His euphoria was short lived. A vortex of stress, late-night shifts and sleep deprivation whittled down his weight by 10 kilograms in a few months and triggered migraines, dizzy spells and killed his appetite. One day, Verma collapsed at his desk from exhaustion, raising panic among his colleagues.
This is the flip side of an outsourcing revolution that has legions of alarmed office workers terrified of losing their jobs in the west. Verma isn’t an aberration. Far too many of India’s youth are being sucked into a work culture that promises one thing and delivers quite another.

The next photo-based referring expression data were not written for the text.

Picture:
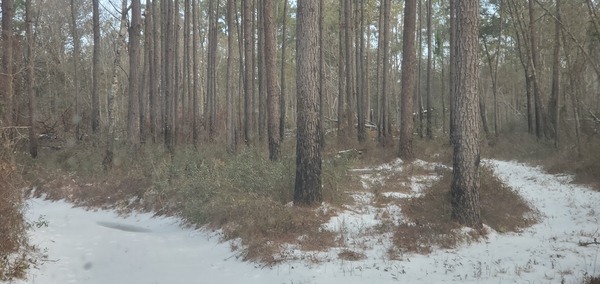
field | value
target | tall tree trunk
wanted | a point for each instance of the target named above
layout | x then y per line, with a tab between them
107	162
229	129
385	137
134	58
535	67
195	94
30	78
282	99
554	97
408	81
451	67
186	72
96	67
350	72
7	63
270	52
342	126
466	124
155	74
308	147
360	86
248	74
429	131
322	92
76	51
419	94
168	69
262	96
211	86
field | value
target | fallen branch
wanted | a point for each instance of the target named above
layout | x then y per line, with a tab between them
585	244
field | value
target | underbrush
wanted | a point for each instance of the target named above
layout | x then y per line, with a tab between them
516	144
245	194
430	225
249	197
14	248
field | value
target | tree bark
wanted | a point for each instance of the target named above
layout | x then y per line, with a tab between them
429	132
554	97
96	67
282	99
308	147
248	74
466	124
408	81
76	51
270	52
535	65
7	62
133	126
33	145
229	128
107	162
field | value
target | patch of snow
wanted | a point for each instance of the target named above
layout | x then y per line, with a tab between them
82	251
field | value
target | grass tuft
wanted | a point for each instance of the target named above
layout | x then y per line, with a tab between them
431	226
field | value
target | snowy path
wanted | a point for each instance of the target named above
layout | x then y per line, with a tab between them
101	247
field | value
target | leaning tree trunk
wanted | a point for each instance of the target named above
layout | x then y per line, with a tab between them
466	124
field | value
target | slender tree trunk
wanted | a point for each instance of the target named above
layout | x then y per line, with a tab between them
107	162
134	58
33	145
7	63
308	150
360	87
322	92
342	121
195	71
96	67
350	77
168	70
466	124
419	93
76	51
385	138
535	67
554	98
186	72
229	129
409	61
270	53
155	74
248	74
262	97
429	131
282	99
451	67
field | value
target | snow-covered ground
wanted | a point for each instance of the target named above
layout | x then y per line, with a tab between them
102	247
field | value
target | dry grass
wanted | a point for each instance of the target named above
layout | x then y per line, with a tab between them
431	226
583	163
14	249
592	280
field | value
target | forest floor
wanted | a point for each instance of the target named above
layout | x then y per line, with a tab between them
375	238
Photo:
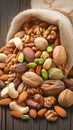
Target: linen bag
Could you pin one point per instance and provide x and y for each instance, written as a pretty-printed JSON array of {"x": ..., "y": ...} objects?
[{"x": 53, "y": 16}]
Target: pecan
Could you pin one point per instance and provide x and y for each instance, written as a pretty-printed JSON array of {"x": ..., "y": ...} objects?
[
  {"x": 51, "y": 115},
  {"x": 49, "y": 101}
]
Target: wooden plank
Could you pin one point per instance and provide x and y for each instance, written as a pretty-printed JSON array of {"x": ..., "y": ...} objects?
[{"x": 9, "y": 9}]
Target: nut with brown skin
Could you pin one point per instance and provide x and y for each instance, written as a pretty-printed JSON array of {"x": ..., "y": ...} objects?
[
  {"x": 51, "y": 115},
  {"x": 32, "y": 104},
  {"x": 49, "y": 101},
  {"x": 52, "y": 87},
  {"x": 39, "y": 99},
  {"x": 33, "y": 113}
]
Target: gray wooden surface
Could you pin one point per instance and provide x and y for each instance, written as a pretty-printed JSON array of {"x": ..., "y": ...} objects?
[{"x": 8, "y": 9}]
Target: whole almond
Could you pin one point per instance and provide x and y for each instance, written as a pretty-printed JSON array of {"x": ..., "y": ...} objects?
[
  {"x": 42, "y": 112},
  {"x": 16, "y": 114},
  {"x": 38, "y": 54},
  {"x": 38, "y": 69},
  {"x": 60, "y": 111},
  {"x": 4, "y": 77},
  {"x": 23, "y": 96},
  {"x": 33, "y": 113},
  {"x": 5, "y": 101}
]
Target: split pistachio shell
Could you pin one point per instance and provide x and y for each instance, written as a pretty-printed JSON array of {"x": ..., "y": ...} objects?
[
  {"x": 47, "y": 63},
  {"x": 55, "y": 73},
  {"x": 59, "y": 55},
  {"x": 41, "y": 43}
]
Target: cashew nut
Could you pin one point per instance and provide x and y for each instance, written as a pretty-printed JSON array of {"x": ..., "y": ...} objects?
[
  {"x": 4, "y": 92},
  {"x": 14, "y": 106},
  {"x": 12, "y": 92}
]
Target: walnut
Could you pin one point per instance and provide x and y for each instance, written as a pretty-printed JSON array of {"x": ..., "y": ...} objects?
[
  {"x": 51, "y": 115},
  {"x": 49, "y": 101}
]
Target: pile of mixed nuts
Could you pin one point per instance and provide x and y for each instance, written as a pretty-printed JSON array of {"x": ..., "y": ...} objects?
[{"x": 32, "y": 73}]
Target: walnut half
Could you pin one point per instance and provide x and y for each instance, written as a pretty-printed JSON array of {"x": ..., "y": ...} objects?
[{"x": 51, "y": 115}]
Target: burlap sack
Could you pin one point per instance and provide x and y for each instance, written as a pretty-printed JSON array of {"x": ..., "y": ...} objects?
[{"x": 54, "y": 17}]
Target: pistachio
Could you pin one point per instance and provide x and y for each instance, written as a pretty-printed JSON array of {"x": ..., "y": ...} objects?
[
  {"x": 31, "y": 79},
  {"x": 28, "y": 54},
  {"x": 18, "y": 43},
  {"x": 39, "y": 60},
  {"x": 47, "y": 63},
  {"x": 20, "y": 67},
  {"x": 31, "y": 65},
  {"x": 45, "y": 53},
  {"x": 59, "y": 55},
  {"x": 3, "y": 57},
  {"x": 55, "y": 73},
  {"x": 49, "y": 49},
  {"x": 25, "y": 117},
  {"x": 44, "y": 74},
  {"x": 21, "y": 57},
  {"x": 41, "y": 43},
  {"x": 52, "y": 87}
]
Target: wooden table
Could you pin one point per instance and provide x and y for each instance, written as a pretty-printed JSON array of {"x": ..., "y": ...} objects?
[{"x": 8, "y": 9}]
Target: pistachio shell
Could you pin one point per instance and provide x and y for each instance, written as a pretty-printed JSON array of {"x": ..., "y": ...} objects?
[
  {"x": 41, "y": 43},
  {"x": 59, "y": 55},
  {"x": 47, "y": 63},
  {"x": 31, "y": 79},
  {"x": 55, "y": 73}
]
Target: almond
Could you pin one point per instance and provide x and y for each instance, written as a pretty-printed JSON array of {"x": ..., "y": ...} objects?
[
  {"x": 42, "y": 112},
  {"x": 33, "y": 113},
  {"x": 16, "y": 114},
  {"x": 5, "y": 101},
  {"x": 20, "y": 67},
  {"x": 4, "y": 77},
  {"x": 60, "y": 111},
  {"x": 23, "y": 96},
  {"x": 2, "y": 65},
  {"x": 38, "y": 69}
]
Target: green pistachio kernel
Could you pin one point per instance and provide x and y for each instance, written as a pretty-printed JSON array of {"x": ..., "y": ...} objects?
[
  {"x": 31, "y": 65},
  {"x": 55, "y": 73},
  {"x": 49, "y": 48},
  {"x": 25, "y": 117},
  {"x": 39, "y": 60},
  {"x": 21, "y": 57},
  {"x": 44, "y": 74}
]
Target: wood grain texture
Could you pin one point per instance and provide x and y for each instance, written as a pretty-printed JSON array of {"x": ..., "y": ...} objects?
[{"x": 8, "y": 9}]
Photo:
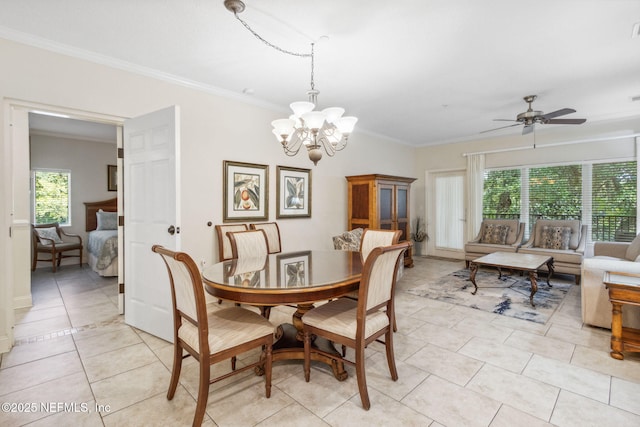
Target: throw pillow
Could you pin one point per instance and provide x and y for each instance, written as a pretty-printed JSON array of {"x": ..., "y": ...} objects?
[
  {"x": 555, "y": 237},
  {"x": 495, "y": 234},
  {"x": 633, "y": 251},
  {"x": 107, "y": 220},
  {"x": 349, "y": 240},
  {"x": 48, "y": 233}
]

Indeed, behind the promise of a good salary (about US$800 per month, India’s average salary for a whole year), outsourcing jobs involve grueling work schedules straddling multifarious time zones and cultures, tight deadlines, ambitious targets, phones that never stop ringing and rude and demanding callers.
Cumulatively, this is spiraling into a burnout phenomenon for many of India’s 7 million-plus outsourcing workers. The industry calls it BOSS — Burn Out Stress Syndrome. According to doctors, BOSS affects a third of call center workers with symptoms that include chronic fatigue, insomnia, alteration of biorhythms, loss of appetite, gastrointestinal problems and others. Physical problems like back pain and shoulder pain are also common and — with excessive exposure to computers, headphones and other such equipment — many ear and eye-related ailments.
This was a scenario just waiting to unfurl. Over the past few years, India has been the epicenter of outsourcing as multinationals across the world farm out services and back-office operations in sectors including travel, education, hospitality, audit and accounts to India’s plentiful, highly skilled, English-speaking and cheap workforce.
That has resulted in impressive industry growth, rising by 40 percent this fiscal year alone to achieve US$8.5 billion turnover against $6.3 billion in fiscal year 2005-06. According to a recent NASSCOM-Everest survey, India’s outsourcing sector will earn $11 billion in export revenues next year and is poised to be a $50 billion-enterprise by 2012.